PRPG:
Made in Australia

It Came From Australia

January 25, 2019

January 26 is Australia Day, and so we thought we’d take a look at some inventions that we — and maybe you — didn’t know originated Down Under.

Made in Australia

Disposable Syringes

In the 1940s, drug company A.M. Bickford and Sons identified a problem in the pharmaceutical market: patients who needed to inject medications, such as diabetics, had to reuse large, clunky, glass-and-metal syringes, disinfecting and sharpening the needles often.

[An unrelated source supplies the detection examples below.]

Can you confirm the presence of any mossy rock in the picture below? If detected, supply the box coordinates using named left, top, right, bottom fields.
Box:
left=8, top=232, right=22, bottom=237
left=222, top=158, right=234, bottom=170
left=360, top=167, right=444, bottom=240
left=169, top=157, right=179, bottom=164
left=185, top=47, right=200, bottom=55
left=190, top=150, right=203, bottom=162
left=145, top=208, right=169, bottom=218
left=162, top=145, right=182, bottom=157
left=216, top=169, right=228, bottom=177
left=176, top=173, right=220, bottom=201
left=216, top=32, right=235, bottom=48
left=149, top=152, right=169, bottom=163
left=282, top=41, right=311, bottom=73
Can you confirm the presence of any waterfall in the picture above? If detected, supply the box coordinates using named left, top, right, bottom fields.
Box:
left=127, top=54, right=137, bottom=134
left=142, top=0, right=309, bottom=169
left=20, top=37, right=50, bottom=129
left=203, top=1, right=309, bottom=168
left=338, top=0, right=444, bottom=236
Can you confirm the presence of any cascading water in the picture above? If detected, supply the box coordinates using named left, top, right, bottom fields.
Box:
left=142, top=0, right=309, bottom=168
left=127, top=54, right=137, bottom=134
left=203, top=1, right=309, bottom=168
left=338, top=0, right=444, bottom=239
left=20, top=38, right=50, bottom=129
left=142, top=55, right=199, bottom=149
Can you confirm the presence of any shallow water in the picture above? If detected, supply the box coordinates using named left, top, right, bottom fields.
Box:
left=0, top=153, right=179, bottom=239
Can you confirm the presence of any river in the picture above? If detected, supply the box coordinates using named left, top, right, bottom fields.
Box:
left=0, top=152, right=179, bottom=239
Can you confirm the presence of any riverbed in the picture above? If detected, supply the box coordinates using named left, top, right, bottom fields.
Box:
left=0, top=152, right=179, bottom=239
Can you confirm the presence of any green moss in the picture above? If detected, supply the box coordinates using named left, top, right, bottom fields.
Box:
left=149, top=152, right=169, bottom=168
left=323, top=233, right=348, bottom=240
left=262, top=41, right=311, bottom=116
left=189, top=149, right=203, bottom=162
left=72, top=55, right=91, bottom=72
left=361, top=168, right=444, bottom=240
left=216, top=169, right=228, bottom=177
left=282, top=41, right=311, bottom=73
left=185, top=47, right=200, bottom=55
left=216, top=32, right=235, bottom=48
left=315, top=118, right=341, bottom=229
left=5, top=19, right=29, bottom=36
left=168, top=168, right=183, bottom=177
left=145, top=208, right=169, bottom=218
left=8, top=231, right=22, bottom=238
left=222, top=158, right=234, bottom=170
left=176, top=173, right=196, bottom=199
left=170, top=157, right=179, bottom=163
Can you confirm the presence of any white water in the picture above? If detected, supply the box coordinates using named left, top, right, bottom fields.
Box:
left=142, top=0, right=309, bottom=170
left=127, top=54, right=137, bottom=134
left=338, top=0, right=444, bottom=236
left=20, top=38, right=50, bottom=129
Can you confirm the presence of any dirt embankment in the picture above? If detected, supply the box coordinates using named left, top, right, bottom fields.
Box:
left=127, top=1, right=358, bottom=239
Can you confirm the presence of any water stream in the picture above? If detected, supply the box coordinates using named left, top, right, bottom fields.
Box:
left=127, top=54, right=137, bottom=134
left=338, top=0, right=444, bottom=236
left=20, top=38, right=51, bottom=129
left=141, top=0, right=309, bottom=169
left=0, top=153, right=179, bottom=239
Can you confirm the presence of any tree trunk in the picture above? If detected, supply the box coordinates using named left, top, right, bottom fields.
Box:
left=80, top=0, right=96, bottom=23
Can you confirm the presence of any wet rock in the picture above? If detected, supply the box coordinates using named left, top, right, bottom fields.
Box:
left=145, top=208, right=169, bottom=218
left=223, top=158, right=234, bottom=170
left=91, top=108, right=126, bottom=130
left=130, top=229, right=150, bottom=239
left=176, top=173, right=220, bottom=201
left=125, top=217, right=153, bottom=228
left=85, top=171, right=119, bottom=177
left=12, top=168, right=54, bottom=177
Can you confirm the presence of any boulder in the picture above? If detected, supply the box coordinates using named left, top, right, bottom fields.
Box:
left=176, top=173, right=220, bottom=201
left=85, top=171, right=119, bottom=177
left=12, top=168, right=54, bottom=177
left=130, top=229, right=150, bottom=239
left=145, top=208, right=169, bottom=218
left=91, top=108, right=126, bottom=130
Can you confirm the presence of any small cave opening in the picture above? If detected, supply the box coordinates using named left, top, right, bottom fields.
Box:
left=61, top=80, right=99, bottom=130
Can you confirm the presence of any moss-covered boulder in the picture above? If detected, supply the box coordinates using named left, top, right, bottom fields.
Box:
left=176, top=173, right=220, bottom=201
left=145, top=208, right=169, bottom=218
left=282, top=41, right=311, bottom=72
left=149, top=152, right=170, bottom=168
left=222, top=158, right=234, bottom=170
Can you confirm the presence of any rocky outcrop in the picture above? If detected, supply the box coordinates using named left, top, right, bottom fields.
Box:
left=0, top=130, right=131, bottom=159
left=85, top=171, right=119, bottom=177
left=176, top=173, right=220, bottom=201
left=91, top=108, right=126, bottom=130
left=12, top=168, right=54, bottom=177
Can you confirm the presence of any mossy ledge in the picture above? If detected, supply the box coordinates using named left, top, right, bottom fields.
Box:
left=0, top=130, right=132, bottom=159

The company asked Australian toymaker Charles Rothauser of the Quality Toy Company to see what he could do — after all, he worked with a lot of cheap, pliable plastic in the business of making dolls. He simply adapted the process he used to make doll molds into ones to make single-use syringes.

Wi-Fi

The Internet has been available to consumers since the 1980s, but it didn’t really take off for a decade, after the development of high-speed internet. That’s thanks to wireless access, or Wi-Fi. In 1996, Australian engineer John O’Sullivan led a team at tech think tank called CSIRO to develop cord-free internet capabilities. O’Sullivan had been working on the idea since 1977, when he was looking into practical applications of radio astronomy principles.

Google Maps

In 2003, Australians Stephen Ma and Noel Gordon set out to turn the foldable map into an easy-to-use digital version. They invented the e-map and founded a company called Where 2 Technologies, and in 2004 sold it to tech conglomerate Google, which rebranded it Google Maps. It’s now the industry standard in navigation technology.

Splayds

Taking the spork and doing it one better, William McArthur of Sydney, Australia, saw some people struggling to hold plates of food on their laps at an outdoor cookout while also using a knife and fork, so in 1943 he invented “Splayds.” Also called a “sporf” and mass-marketed in the ‘60s, Splayds are an all-in-one utensil — scooped like a spoon, but equipped with fork tines on the end and a sharp, knife-like edge on the side.

Flight Recorder

In 1934, Australian chemist Dave Warren’s father died in a 1934 plane crash. Commercial flight was still in its infancy, and the reasons for accidents were not yet fully understood. So Warren dedicated his life to perfecting a device that would record the actions and activities in a plane’s cockpit and information from flight instruments so as to be helpful later in the event of the unthinkable. By 1953, he’d perfect the “black box.”